We're now going to examine how the candidates have talked about each other. Go through their list of tweets and find all of the incidences where they refer to the other candidate, and determine:

  1. If they typically refer to their opponent using positive words, negative words, both positive and negative words, or neither?
  2. Keep track of all of the positive and negative words that they use to refer to their opponent. What are the most common positive and negative words that they use about their opponent?

Hint: What words do the candidates use to refer to each other? By their first names, last names, Twitter handles, or something else?

In the cell below, summarize what you've learned about how the candidates talk about each other.

Put your summary here!


In [ ]:
# put your code and figures here.  Add additional cells if necessary!

A different way of visualizing the data

Finally, we're going to visualize the positive and negative words that the candidates use to describe each other using word clouds. In a word cloud, the more a specific word appears in some source of textual data, the larger and bolder the word appears in the cloud. While this is not a perfectly representative way of visualizing data, it gives a good sense of what words are commonly used. So, here's how we will proceed:

First, install some software that can be used to generate word clouds by typing:

!pip install wordcloud

in a code cell and wait for the code to install, which may take a minute or two. Make sure to include the exclamation point. You only have to do this once per computer!

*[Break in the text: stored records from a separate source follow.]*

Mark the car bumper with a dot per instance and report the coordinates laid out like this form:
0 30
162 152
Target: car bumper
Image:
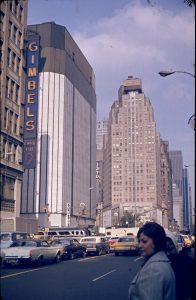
17 260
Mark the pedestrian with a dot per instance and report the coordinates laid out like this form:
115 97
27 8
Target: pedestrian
156 279
183 266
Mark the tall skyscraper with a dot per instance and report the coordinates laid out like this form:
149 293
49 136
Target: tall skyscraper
12 30
59 181
101 131
187 204
132 157
177 180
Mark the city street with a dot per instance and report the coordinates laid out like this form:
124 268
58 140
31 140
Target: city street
91 278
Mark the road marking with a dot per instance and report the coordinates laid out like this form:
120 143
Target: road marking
138 258
91 257
103 275
19 273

Then, generate separate lists of the positive and negative words that each candidate uses to refer to their opponent (making sure to keep the duplicate words in the list - you need this for the word cloud!). You'll take each list, convert it into a string, clean up the string, and then make it into a word cloud. This is kind of a pain, so we're including example code below. Note that we are only showing you how to generate a simple word cloud - to make a more complicated one, look at the documentation.


In [ ]:
%matplotlib inline
import matplotlib.pyplot as plt

# imports the word cloud module
from wordcloud import WordCloud

# we assume you have a list called candidate_word_list_positive,
# which we then convert into a string
candidate_positive_words = str(candidate_word_list_positive)

# take that string and clean out all of the list-y things by replacing them with blank spaces.
candidate_positive_words = candidate_positive_words.replace('\'','').replace(',','').replace('\"','').replace('[','').replace(']','')

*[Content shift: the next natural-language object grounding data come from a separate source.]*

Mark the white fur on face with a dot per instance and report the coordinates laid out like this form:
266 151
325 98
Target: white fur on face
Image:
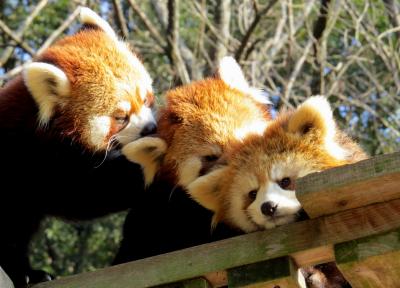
288 206
99 129
136 124
147 152
47 84
88 16
238 191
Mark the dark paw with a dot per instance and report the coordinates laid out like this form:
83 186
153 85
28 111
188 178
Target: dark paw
37 276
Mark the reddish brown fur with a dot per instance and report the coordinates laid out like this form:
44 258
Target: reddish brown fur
200 115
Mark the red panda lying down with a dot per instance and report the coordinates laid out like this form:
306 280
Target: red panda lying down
199 121
59 120
256 189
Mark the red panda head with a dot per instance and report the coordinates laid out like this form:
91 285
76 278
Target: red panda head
256 190
92 87
198 122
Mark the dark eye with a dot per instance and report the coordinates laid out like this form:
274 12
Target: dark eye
285 183
253 194
122 120
211 158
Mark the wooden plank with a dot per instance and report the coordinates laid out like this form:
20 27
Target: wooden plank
314 256
370 181
191 283
279 272
237 251
371 261
217 279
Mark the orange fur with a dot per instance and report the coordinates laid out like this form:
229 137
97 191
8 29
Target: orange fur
293 145
101 72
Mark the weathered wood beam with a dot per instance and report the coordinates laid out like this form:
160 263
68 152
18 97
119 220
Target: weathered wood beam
360 184
371 261
278 272
314 256
246 249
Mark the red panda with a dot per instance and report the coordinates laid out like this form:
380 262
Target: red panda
197 124
59 121
256 189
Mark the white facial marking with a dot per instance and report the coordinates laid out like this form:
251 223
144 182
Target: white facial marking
146 151
255 127
236 212
47 94
99 129
136 124
88 16
189 170
124 105
288 206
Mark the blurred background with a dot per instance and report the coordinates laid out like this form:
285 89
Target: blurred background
348 50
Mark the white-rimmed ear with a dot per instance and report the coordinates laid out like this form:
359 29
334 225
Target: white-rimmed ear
147 152
230 72
88 16
47 85
314 118
204 189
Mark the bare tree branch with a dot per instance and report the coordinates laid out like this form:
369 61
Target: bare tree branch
173 41
22 29
121 19
252 27
223 16
159 40
17 39
59 30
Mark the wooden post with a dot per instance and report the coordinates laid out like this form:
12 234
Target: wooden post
372 261
346 187
275 273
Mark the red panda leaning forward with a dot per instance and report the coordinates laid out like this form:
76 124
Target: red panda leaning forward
59 119
197 124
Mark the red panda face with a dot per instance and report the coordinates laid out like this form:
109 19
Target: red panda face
256 190
92 88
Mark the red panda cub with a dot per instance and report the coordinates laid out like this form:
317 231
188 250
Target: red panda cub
197 124
256 189
59 119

# now we make the word cloud, using only the 60 most common words and keeping the
# font size relatively small.
wordcloud = WordCloud(background_color="white",max_words=60, max_font_size=40).generate(candidate_positive_words)
plt.figure()
plt.imshow(wordcloud)
plt.axis("off")
plt.show()

In [ ]:
# Put your code here!

Section 3: Feedback (required!)


In [ ]:
from IPython.display import HTML
HTML(
"""
<iframe
    src="https://goo.gl/forms/8HNgy9DipNjx0Xe42?embedded=true" 
    width="80%" 
    height="1200px" 
    frameborder="0" 
    marginheight="0" 
    marginwidth="0">
    Loading...
</iframe>
"""
)

Congratulations, you're done!

How to submit this assignment

Log into the course Desire2Learn website (d2l.msu.edu) and go to the "Homework assignments" folder. There will be a dropbox labeled "Homework 4". Upload this notebook there.